Gainey, 32, was all set to graduate in 2003, but a series of events left him one credit short as he didn’t finish off a human issues course.

But after Gainey and his wife, Catherine, also an Edgewood graduate, shared their story in a video as part of the UniteToFight project, Edgewood officials figured he had fulfilled the requirements with room to spare.

“The human issues project really is about dealing with some real life human issue from a variety of perspectives,” said John Leonard, a professor of religious studies. “We said, ‘You’ve done that now. Life has done it with you.’

“There’s no reason why we couldn’t take that life experience, turn it into a short paper and that video, and that turns out to be the equivalent of one credit or more.”
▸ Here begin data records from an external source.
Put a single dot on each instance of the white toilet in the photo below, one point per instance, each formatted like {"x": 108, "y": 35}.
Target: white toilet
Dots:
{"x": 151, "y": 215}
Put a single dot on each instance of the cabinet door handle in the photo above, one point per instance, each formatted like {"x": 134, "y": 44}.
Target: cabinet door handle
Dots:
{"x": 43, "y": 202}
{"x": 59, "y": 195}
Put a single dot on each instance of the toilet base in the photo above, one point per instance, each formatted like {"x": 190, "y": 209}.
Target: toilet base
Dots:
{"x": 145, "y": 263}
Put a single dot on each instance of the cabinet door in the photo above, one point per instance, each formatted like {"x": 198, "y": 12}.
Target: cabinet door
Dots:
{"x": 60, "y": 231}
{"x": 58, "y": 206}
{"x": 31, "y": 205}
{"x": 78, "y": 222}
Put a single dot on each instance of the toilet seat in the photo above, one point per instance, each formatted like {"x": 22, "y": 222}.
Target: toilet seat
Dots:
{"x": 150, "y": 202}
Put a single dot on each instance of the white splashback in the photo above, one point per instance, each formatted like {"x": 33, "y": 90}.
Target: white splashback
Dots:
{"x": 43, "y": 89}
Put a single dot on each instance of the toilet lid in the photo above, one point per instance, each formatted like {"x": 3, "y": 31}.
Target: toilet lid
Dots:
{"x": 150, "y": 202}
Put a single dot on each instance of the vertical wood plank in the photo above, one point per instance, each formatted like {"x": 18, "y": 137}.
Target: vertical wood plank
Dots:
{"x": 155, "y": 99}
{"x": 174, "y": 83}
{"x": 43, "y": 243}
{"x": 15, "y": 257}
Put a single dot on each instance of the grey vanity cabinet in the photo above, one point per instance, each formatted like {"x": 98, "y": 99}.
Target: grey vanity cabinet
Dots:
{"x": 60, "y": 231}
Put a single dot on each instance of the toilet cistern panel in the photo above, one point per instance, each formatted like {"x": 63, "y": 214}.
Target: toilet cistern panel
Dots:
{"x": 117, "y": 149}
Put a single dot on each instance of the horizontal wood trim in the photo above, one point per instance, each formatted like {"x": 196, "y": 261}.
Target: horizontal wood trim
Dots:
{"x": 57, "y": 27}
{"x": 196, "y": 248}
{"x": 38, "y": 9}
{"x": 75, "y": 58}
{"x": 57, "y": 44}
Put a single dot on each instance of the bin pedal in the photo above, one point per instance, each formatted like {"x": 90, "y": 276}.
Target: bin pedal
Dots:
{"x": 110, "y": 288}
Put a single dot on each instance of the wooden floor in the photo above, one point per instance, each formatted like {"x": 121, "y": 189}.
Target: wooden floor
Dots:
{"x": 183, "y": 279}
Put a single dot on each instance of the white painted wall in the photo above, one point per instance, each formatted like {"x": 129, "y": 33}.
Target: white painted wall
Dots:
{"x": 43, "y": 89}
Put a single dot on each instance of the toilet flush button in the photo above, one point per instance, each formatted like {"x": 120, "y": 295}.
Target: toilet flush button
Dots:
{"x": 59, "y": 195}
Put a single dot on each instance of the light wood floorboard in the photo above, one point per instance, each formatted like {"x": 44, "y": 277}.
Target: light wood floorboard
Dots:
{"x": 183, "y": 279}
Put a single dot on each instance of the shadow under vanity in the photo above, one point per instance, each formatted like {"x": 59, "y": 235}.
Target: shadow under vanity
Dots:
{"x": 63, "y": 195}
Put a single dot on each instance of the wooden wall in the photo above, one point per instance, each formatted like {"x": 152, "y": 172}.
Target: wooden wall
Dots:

With that taken care of, a graduation ceremony was hastily arranged and Gainey received his diploma alongside his wife, their two sons, Shamus, 4, and Finnegan 11/2, Edgewood president Dan Carey and Leonard.

“It’s been a stunning day,” Gainey said.

While the diploma was his reward, fulfilling a promise he made to his mother, his story was a gift to Edgewood. The message from the Gaineys: listen to your body, learn your family history and live each day to the fullest.

“The major thing I would like everyone to take away is that it can happen to anybody,” Gainey said. “You don’t have to decide that it’s a death sentence. You don’t have to let this define you.”

Gainey knew there was a strong history of colon cancer on his father’s side of the family, but doctors said he didn’t need a colonoscopy until he turned 40.

The cancer was discovered when he went in for an exam after feeling some pain in his back and side. By then it had already spread to his liver and lungs. He had surgery to remove the tumor and some lymph nodes, but his liver remains a major problem, he said.

“When Jim was diagnosed, we had a choice,” Catherine Gainey said. “We could live in a cave and be depressed or we could get out there and live each day as much as we could.”

Gainey, who continues to work as chief engineer for two hotels in Middleton, isn’t ready to concede anything to the disease.

“When you’re going through hell, you don’t stop,” he said. “Stubborn is a family trait we’re proud of. I have a lot of motivation … two beautiful sons and a beautiful wife.”

And now he also has a college degree.

“Who knows, I’ve never ruled out the idea of going to grad school and getting back into psychology,” he said. “Who knows what the future holds? I didn’t think I’d be here today.”